Public Art Programs

Art Exhibit for the Birds

Placing manmade installation art in a national park seems counterintuitive since national parks were established to preserve and protect wildlife habitat. But the 1,491-acre Presidio is unlike any other national park. Set in San Francisco’s tony residential area, it overlooks the Golden Gate entrance into the Bay, the reason why it served as a military outpost for 219 years (successively under Spain, Mexico and U.S. rule) until Congress closed the army base in 1994 and made it into a national park. Today, the Presidio is a mix of forested hiking trails and historic buildings converted to other uses, including the Walt Disney Family Museum.
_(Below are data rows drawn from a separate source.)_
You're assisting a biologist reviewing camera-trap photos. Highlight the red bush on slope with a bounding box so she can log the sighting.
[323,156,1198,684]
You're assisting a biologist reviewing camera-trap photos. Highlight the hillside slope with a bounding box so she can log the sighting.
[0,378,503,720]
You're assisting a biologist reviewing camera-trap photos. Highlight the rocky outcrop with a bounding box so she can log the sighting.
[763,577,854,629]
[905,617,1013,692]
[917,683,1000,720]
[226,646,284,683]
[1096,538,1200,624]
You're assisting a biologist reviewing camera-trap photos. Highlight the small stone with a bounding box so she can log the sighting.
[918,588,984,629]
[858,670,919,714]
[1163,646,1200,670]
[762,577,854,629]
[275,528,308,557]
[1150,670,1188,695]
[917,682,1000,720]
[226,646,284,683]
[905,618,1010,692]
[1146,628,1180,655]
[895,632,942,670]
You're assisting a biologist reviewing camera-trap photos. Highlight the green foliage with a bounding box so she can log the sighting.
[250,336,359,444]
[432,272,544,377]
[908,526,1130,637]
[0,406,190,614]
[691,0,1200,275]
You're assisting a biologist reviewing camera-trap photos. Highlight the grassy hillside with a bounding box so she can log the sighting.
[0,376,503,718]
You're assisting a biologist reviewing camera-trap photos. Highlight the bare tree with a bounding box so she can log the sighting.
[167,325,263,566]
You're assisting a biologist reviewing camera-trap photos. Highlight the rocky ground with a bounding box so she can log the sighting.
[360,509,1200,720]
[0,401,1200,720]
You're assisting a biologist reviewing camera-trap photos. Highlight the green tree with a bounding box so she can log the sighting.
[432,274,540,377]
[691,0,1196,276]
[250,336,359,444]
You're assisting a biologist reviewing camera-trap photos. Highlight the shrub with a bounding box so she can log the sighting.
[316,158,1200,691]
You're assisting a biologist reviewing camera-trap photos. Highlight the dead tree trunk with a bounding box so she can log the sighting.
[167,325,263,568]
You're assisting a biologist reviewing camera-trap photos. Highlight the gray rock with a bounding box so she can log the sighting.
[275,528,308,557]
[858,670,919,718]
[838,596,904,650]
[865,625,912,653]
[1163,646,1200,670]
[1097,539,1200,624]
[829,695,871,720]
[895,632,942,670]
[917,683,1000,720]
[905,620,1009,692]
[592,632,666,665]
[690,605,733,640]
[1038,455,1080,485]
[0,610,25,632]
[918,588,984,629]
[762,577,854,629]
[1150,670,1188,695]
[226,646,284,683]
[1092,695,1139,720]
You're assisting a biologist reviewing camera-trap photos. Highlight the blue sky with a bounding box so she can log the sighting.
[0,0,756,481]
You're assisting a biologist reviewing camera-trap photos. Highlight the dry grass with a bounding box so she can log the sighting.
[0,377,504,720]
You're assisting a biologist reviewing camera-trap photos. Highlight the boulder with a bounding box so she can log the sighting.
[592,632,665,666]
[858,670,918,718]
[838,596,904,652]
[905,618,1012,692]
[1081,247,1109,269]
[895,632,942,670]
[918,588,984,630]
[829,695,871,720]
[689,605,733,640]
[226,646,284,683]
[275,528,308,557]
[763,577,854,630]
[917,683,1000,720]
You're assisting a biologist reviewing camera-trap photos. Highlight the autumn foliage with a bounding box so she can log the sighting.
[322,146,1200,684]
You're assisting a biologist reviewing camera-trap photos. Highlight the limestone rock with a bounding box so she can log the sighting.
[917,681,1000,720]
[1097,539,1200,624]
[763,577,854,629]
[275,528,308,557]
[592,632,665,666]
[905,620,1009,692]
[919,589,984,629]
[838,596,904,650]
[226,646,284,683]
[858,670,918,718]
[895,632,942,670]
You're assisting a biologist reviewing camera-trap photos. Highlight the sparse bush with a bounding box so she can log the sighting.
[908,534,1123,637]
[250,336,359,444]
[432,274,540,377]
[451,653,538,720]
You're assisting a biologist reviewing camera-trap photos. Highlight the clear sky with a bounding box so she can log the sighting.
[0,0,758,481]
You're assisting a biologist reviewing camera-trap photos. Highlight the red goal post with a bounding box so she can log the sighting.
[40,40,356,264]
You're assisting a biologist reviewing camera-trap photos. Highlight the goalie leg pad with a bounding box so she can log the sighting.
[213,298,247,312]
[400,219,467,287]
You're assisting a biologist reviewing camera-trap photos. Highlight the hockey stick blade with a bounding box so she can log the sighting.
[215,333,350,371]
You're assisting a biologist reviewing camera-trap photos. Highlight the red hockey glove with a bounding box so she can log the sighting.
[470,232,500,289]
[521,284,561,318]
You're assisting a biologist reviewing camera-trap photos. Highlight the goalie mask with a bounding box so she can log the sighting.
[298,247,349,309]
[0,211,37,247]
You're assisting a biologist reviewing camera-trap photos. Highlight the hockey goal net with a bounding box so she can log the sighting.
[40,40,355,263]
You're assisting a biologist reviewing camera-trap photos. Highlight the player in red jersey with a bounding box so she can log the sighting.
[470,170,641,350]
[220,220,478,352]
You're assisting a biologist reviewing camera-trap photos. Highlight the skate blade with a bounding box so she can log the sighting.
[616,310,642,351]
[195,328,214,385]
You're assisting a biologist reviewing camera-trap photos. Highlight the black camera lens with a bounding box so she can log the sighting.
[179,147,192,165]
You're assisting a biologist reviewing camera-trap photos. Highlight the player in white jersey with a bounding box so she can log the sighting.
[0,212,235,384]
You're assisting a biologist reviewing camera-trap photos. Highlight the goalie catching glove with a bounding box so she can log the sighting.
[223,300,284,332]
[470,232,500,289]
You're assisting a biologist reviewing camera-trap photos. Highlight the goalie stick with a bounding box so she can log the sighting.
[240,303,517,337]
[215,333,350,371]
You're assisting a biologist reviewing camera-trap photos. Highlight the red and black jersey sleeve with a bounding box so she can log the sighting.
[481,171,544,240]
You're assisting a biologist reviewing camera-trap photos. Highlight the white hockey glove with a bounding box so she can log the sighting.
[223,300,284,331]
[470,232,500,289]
Its proximity to urban surroundings has also resulted in some interesting collaborations. In 2009, For-Site Foundation (a nonprofit dedicated to the presentation of art about place) in partnership with the Presidio Trust invited 25 designers, artists and architects worldwide to propose custom-designed habitat for the wildlife living in the park. From there, 11 concepts were chosen for a site-based art exhibition called “Presidio Habitats: For the Place, Of the Place.”


The installations are not only to be enjoyed as works of art, but as a means to heighten awareness and appreciation of the wonders of the place itself.

The “Patience” exhibit by San Francisco-based Jensen Architects, for example, presents 10 straight-back chairs, each located in a solitary place to make the person who sits in the chair acutely aware of the topography, the grass, the sky, the light playing off the surrounding landscape.

Chinese artist Ai Weiwei created a nesting cavity for the Western Screech-Owl out of a hand-painted blue-and-white Chinese porcelain vessel — suggesting a link to San Francisco’s Chinese heritage and its proximity to the Pacific Rim.

PhilippeBecker, a San Francisco branding and design agency, paid homage to the American robin by building three-dimensional, wireframe letterforms out of sterile hay. Ideal nesting material, the letterforms spell out the phases “resolve conflict with song,” “adapt to change,” and “nest from the inside out.” The Winged Wisdom display conceived by Brody Hartman, creative strategy director for PhilippeBecker, and designed by creative director Philippe Becker, makes a metaphorical statement about the adaptive and peaceful spirit of the robin. “Our hope is to give park visitors an unexpected, yet mindful provocation of nature’s strength and wisdom,” says Hartman.

The exhibit, which will be up for a year, are a delightful discovery as visitors hike around the park.